Peter Carter's death was a tragic moment for Federer, but it was also the wake-up call for him that started to train very hard nearly like to honor the memory of his coach.

That moment sparked a late-career resurgence including back-to-back Australian Open titles.

When Federer learnt of his coach's death, he ran through the streets "bawling and hysterical".

"Peter was really a really important person in my life because I think if I can say thank you for my technique today, it's to Peter", he said.

Peter was Federer's coach when the Swiss was at the very beginning of his career, and he died tragically in South Africa during a safari in occasion of his honeymoon for a vehicle accident back in 2002.

While Carter coached Federer, his countryman Darren Cahill trained a young Lleyton Hewitt, a future Australian tennis star, in Adelaide.

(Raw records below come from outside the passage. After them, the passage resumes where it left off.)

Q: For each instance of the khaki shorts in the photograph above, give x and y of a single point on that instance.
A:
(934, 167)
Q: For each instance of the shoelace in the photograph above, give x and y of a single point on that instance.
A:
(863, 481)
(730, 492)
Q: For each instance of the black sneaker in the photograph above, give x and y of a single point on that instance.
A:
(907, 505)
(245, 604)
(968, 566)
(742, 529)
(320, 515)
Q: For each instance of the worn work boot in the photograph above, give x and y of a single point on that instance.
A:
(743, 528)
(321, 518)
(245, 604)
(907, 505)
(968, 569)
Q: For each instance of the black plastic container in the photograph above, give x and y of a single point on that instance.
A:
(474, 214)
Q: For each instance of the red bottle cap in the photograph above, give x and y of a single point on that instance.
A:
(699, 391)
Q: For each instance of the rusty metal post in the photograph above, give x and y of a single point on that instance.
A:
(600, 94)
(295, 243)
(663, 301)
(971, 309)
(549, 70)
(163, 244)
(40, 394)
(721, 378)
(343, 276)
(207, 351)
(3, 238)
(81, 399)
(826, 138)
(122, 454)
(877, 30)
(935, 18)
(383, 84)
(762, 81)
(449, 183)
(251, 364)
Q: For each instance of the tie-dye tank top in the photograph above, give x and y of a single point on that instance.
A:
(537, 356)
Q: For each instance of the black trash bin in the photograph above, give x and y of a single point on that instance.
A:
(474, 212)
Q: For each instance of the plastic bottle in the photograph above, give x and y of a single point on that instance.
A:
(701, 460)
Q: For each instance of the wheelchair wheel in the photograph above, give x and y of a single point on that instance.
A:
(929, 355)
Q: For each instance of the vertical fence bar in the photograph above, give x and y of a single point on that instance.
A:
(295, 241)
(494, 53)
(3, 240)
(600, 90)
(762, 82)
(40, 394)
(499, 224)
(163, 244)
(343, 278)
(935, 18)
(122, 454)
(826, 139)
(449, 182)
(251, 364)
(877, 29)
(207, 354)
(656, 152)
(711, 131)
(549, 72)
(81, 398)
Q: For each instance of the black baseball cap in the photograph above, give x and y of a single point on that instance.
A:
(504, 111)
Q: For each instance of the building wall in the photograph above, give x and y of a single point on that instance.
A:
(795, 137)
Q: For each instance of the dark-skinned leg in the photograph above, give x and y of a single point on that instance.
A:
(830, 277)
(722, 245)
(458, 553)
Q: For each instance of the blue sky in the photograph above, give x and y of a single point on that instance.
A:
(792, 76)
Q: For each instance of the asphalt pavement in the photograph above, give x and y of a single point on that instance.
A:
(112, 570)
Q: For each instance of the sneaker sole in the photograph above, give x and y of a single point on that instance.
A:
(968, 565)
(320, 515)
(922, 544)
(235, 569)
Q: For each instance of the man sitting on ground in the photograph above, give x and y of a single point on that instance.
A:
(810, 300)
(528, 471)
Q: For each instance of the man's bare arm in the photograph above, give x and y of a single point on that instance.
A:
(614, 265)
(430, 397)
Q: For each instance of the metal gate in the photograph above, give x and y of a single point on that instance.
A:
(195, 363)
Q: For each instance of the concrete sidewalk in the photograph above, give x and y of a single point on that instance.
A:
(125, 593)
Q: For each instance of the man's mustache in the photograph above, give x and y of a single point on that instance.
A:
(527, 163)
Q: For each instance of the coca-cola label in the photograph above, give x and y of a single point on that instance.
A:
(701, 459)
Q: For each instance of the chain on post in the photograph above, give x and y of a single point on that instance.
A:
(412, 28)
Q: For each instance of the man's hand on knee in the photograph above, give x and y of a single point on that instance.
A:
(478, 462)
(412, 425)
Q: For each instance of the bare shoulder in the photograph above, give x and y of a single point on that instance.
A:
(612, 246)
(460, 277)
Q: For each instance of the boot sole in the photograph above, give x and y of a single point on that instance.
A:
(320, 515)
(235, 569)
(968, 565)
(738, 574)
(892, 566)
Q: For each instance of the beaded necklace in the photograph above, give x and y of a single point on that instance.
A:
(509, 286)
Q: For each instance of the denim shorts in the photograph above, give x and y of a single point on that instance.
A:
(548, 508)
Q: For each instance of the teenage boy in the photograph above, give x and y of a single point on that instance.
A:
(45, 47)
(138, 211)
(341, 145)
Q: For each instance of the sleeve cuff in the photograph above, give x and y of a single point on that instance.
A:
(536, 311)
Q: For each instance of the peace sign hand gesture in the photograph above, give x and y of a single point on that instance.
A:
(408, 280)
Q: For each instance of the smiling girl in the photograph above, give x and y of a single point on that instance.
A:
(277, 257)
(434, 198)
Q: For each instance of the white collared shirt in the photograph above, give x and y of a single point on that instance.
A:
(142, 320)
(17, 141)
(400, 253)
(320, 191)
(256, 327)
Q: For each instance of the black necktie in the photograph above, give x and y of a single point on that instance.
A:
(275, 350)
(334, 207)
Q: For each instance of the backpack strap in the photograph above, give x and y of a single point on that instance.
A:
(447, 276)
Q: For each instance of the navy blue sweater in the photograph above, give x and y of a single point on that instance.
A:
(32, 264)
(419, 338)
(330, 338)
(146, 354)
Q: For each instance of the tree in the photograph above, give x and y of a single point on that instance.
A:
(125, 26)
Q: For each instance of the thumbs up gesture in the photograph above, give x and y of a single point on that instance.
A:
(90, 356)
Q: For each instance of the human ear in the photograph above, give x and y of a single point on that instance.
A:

"I do get emotional watching movies sometimes but I did not know I had this happy cry as we call it in our family, not just when you are winning, but the kiddies", the Basel native said. "We played each other at 14, 16, 20 years old, and who knew we'd be Wimbledon champions and world number ones". "The legends that I admire from that country, the coaches that I've had have been incredibly inspirational and important to me in my life".

Murray's hip surgery meant he played just six events in 2018, and Nadal's truncated 2018 campaign was bookended by injuries that forced to him to retire in both the Australian and US Opens.